Feature: add blobless clone option
Problem
GDK clones of gitlab-org/gitlab are slow
Solution
Idea: allow passing an option to gdk so that it does a blobless clone.
https://git-scm.com/docs/git-clone#Documentation/git-clone.txt---filterltfilter-specgt
A blobless clone has the benefits of a shallow clone without the downsides. A more detailed description is in this blog post.
More detail
GDK already provides the option to install with shallow clone.
The benefit of this approach is that it is faster than a regular clone. A GitLab contributor recently reported in Slack that cloning gitlab-org/gitlab was taking over an hour so speedier clones are helpful for developer efficiency.

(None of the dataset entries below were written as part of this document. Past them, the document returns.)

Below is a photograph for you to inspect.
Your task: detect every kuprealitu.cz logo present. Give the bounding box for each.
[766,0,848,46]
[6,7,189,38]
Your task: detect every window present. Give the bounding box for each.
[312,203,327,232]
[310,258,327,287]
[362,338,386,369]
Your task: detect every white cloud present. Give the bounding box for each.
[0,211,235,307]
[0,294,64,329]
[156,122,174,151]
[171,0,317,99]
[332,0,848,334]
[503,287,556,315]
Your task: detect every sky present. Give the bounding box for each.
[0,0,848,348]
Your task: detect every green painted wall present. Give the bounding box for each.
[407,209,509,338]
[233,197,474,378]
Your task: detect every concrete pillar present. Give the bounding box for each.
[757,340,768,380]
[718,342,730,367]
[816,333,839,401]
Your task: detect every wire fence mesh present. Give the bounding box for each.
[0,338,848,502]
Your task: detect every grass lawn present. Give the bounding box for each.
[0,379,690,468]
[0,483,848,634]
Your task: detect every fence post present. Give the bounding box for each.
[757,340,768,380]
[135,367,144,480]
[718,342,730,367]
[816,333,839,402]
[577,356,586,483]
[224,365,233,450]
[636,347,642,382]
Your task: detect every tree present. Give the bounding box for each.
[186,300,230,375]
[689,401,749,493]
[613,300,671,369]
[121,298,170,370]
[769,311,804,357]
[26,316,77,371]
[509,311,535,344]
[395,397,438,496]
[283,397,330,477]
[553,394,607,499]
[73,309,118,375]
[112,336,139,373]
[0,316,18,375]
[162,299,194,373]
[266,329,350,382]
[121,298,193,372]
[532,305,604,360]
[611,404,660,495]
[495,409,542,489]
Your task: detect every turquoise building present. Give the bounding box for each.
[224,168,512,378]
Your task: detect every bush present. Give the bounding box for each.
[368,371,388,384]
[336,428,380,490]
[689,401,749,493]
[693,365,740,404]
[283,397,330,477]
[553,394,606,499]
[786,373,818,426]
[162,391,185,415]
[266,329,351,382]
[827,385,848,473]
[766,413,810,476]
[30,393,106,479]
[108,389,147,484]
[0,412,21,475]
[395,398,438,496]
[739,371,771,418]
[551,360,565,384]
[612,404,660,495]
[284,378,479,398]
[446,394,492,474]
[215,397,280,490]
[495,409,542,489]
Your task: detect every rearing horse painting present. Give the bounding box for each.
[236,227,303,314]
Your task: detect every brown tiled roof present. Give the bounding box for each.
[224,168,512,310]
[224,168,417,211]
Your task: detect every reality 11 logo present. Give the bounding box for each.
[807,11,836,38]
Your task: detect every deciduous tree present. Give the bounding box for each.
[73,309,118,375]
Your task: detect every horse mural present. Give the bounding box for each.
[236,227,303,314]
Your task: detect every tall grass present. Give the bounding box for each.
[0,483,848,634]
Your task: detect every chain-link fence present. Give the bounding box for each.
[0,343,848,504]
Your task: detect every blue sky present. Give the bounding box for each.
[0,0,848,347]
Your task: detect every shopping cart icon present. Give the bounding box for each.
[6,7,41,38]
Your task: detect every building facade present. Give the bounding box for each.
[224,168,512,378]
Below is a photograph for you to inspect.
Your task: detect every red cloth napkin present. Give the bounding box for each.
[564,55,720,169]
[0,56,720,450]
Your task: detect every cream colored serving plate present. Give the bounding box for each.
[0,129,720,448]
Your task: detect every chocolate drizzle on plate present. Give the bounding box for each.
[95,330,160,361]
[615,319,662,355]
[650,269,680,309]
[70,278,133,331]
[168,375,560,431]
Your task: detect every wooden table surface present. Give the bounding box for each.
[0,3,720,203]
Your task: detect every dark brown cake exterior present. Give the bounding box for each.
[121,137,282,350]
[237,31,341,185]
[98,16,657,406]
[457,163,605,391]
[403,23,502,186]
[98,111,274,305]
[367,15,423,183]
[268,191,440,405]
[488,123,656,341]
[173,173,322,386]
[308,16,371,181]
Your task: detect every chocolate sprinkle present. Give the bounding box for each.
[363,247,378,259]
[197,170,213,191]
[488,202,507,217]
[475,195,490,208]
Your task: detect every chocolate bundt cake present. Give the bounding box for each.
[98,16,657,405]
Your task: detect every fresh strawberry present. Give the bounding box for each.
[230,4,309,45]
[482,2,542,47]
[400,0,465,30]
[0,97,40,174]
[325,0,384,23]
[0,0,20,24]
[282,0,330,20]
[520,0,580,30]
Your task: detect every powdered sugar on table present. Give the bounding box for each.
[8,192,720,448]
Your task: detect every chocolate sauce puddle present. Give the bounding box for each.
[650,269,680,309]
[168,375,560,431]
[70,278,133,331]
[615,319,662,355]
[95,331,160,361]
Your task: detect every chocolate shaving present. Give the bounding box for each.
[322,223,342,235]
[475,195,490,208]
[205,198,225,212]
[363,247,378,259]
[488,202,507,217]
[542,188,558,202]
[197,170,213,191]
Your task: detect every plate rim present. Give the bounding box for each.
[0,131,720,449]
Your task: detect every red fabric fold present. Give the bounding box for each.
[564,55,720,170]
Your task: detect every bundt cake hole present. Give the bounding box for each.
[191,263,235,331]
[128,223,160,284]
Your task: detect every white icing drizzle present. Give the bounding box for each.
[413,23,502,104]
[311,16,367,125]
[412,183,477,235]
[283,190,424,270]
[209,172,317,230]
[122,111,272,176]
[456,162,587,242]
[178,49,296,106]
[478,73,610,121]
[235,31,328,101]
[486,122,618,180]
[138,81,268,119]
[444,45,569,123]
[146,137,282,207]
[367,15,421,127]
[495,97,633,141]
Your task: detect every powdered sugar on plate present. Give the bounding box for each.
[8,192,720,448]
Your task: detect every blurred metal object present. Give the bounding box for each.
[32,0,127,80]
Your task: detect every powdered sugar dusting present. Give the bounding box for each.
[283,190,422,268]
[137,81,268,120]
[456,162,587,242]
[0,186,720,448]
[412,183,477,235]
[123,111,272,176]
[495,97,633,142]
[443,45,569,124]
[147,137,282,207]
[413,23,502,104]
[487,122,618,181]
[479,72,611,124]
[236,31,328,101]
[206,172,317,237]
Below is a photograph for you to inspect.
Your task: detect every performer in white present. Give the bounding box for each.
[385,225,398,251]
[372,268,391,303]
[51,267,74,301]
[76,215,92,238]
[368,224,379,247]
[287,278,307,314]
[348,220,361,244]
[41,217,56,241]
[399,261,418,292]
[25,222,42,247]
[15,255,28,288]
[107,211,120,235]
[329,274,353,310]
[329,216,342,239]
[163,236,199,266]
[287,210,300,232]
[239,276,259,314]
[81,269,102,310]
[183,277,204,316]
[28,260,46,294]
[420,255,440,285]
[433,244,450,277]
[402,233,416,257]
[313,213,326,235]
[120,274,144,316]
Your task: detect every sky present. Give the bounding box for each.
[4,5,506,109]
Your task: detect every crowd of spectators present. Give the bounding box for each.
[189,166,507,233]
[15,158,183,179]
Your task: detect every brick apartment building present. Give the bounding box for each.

Shallow clones do have downsides, though:
- Since the commit history is truncated, commands such as git merge-base or git log show different results than they would in a full clone
- A git fetch operation in a shallow clone might end up downloading an almost-full commit history
As the GitHub blog says:
For these reasons we do not recommend shallow clones except for builds that delete the repository immediately afterwards. Fetching from shallow clones can cause more harm than good
Blobless clones, on the other hand, do not have these problems:
when running git fetch in a blobless clone, the server only sends the new commits and trees. The new blobs are downloaded only after a git checkout
blobless clones can perform commands like git merge-base, git log, or even git log -- with the same performance as a full clone.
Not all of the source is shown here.